Picked up as an impulse buy (its proportions are pleasing – I liked the look and feel of it), The Friendly Ones has introduced me to a novelist who is undoubtedly going to become a firm favourite. I absolutely loved this novel, and its beauty is in the detail. We move between two families, swinging back and forwards in time, and this produces a highly layered narrative, allowing us to see characters from different angles. Some are sympathetically drawn, some are difficult to like, but all are highly believable. This is perhaps where it differs from the Victorian novels it has been compared to – there are no shortcuts taken with supporting figures – all, even those who would be so easy to caricature, such as the awful Enrico or Carole, an employee of Lydgate’s, are deftly drawn in a matter of lines, providing us with another perspective on the ideas of identity and what it is to be regarded as an outsider.
On a simple level, this is the tale of two families, seen over decades, who first come together during a family party being held by Nazia and Sharif. During the course of the sunny afternoon, their lives collide in dramatic fashion with that of the retired doctor next door, Dr Spinster. We learn that his wife, Celia, is dying in hospital and, as the novel continues, we meet his four children in turn. Dr Spinster has uneasy relationships with his children and seems to envy the neighbours their close family. His marriage is difficult and his behaviour towards his family has shaped their choices and lifestyles. For both families, the consequences of decisions made years ago echo throughout the novel, affecting those who follow.
The other family, Nazia and Sharif and their three children, two of whom were born in Sheffield, moved from Bangladesh in the 1970s. Sharif takes up the offer of a position at Sheffield University and the move offers him and his family an escape from the violence of the fight for independence. Later, in a brilliantly observed scene, he is the subject of racist abuse from a group of teenage boys who call him ‘Paki’ before he stands up to them, in a futile attempt to make them see just why this term is so problematic.

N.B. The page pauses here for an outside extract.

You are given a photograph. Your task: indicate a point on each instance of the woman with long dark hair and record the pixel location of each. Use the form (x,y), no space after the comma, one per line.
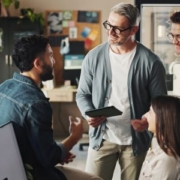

Not since Joyce Carol Oates’ sinister Arnold Friend has the word ‘friendly’ cast such oblique shadows. The phrase echoes throughout the novel, applied by different characters as they look for a sense of community or seek those they might be able to trust. Trust is not an easy thing to find in this novel, although it is there, often in unexpected places, and there is a good deal of warmth here too, usually in the sections concerning Nazia and Sharif’s family.
‘The Friendly Ones’ is also the name of the underground religious group in Bangladesh who inform on those fighting against the Pakistani forces. The scenes in Bangladesh are sometimes harrowing and a complete remove from the cosy domesticity of life in a northern English city in the seventies. Having lived briefly in Sheffield (before they finally return for good), Nazia and Sharif like to pretend they’re still there and after a very long sentence detailing the pleasures they found in life in England, they warm themselves with the mundane joys of a trip to ‘Marks & Spencer. There was a devout and amused silence … Their game was funny, and they both enjoyed it, but it had a knack of falling into a hole of disappointment.’ For the Spinster family, whose lives don’t involve clashes with military forces, disappointment is the main thing to avoid in life but Hensher doesn’t give easy rides. All that we can hope for in life is to find kindness, it seems, and it isn’t always where we expect to discover it. Highly recommended.